Preservative-Free Bimatoprost 0.01% Ophthalmic Gel for Glaucoma Therapy: A Phase III Randomized Controlled Trial.
J Glaucoma
; 33(6): 422-430, 2024 Jun 01.
Article
em En
| MEDLINE
| ID: mdl-38506750
ABSTRACT
PRCIS Noninferiority of efficacy was demonstrated for a preservative-free bimatoprost 0.01% compared with BAK-containing bimatoprost 0.01% following a 12-week treatment period in patients with open angle glaucoma or ocular hypertension. Improved tolerability, in particular conjunctival hyperemia, was also observed. PURPOSE:
To evaluate the intraocular pressure (IOP)-lowering efficacy and safety of a preservative-free bimatoprost 0.01% ophthalmic gel (PFB 0.01% gel) compared with preserved bimatoprost 0.01% (PB 0.01%).DESIGN:
Phase III, international, multicenter, randomized, 2-parallel group, investigator-masked, 3-month treatment duration.METHODS:
Patients with glaucoma or ocular hypertension were randomized after a 7-week run-in/washout period to receive once-daily PFB 0.01% gel (n=236) or PB 0.01% (n=249) for 3 months. The primary efficacy measure was changed from baseline in IOP at week 12. Safety measures included adverse events (AEs) and assessment of conjunctival hyperemia.RESULTS:
The mean changes from baseline in IOP at week 12 in the PFB 0.01% gel and PB 0.01% were -9.72±2.97 and -9.47±3.06 mm Hg, respectively, at 8 am , -9.41±3.03 and -9.19±3.12 mm Hg at 10 am , and -8.99±3.36 and -8.54±3.44 mm Hg at 4 pm . Noninferiority of PFB 0.01% gel to PB 0.01% was demonstrated at week 12 based on predetermined criteria (upper 95% CI margin of 1.5 mmHg at all time points).

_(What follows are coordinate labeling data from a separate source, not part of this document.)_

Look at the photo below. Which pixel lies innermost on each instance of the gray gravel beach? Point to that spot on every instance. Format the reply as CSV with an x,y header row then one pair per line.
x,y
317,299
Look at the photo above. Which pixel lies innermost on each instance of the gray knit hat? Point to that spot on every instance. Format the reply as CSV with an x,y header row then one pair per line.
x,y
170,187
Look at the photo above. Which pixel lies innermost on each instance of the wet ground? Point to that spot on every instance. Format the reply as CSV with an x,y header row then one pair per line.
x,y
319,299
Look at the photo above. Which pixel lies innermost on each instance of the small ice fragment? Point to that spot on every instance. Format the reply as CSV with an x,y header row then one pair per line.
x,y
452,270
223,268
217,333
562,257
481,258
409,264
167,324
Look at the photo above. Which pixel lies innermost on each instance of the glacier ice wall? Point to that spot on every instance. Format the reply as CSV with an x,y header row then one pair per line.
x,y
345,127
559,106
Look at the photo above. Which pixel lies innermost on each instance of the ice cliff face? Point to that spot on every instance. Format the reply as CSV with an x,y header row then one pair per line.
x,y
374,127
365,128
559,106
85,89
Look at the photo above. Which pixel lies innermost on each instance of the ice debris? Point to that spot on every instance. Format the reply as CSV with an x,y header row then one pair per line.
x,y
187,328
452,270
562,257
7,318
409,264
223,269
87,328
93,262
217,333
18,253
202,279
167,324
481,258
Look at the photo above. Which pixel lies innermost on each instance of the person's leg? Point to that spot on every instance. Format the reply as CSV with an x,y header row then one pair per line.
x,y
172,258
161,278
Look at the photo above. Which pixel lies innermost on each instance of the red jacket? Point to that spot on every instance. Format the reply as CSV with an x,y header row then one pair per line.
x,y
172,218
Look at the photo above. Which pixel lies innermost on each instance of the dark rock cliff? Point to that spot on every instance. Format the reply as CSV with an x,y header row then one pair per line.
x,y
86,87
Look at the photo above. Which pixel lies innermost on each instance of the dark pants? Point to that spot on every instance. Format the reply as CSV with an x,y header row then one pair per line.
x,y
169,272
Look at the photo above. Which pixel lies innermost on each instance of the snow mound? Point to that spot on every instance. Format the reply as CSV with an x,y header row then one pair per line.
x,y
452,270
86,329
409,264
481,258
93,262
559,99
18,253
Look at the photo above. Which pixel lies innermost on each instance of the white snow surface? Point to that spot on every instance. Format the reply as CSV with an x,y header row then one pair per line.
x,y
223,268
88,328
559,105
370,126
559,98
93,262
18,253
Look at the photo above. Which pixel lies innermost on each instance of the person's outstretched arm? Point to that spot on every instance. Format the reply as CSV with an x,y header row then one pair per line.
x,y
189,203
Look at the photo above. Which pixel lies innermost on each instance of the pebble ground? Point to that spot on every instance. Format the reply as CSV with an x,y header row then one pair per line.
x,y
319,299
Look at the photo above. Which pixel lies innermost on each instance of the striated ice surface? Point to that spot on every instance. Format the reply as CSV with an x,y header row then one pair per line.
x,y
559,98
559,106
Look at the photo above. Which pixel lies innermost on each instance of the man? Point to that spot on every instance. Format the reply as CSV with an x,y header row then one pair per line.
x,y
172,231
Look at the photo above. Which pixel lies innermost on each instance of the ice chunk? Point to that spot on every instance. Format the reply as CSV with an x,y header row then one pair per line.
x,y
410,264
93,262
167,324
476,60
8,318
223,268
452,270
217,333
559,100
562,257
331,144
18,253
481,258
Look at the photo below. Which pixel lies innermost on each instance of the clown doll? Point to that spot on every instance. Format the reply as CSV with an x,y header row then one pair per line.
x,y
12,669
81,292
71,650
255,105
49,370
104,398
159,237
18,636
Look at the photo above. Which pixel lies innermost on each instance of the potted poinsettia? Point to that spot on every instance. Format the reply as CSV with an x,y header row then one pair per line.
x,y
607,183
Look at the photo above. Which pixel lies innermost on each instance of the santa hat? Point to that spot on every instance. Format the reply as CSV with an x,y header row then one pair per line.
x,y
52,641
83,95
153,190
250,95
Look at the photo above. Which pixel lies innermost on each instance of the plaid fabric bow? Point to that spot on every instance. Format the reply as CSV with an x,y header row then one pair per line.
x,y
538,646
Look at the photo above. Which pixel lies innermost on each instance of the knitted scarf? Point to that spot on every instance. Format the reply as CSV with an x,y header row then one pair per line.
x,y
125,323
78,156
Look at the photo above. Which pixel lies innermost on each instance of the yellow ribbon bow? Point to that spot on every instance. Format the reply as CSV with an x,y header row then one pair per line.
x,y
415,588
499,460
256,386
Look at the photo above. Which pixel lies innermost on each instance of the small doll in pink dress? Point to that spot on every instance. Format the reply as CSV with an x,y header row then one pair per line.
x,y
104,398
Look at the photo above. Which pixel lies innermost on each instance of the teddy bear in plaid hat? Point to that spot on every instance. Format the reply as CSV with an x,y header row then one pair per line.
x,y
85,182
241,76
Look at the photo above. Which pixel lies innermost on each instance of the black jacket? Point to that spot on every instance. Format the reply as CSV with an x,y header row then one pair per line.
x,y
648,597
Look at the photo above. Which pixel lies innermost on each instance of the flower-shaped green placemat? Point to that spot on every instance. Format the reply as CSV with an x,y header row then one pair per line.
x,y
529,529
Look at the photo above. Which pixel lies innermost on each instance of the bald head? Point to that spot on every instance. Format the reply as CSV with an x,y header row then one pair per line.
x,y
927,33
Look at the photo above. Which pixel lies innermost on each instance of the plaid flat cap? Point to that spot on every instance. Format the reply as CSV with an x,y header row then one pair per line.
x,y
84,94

The most frequently reported AE was conjunctival hyperemia; 13 (5.5%) patients with PFB 0.01% gel and 17 (6.8%) patients with PB 0.01%. The percentage of patients experiencing a worsening from baseline in conjunctival hyperemia score was lower with PFB 0.01% gel compared to PB 0.01% at week 6 (20.1% vs. 29.3%, respectively) and week 12 (18.3% vs. 30.4%, respectively).CONCLUSIONS:
PFB 0.01% ophthalmic gel has the same efficacy in lowering IOP as PB 0.01% and demonstrated less aggravation of conjunctival hyperemia at weeks 6 and 12.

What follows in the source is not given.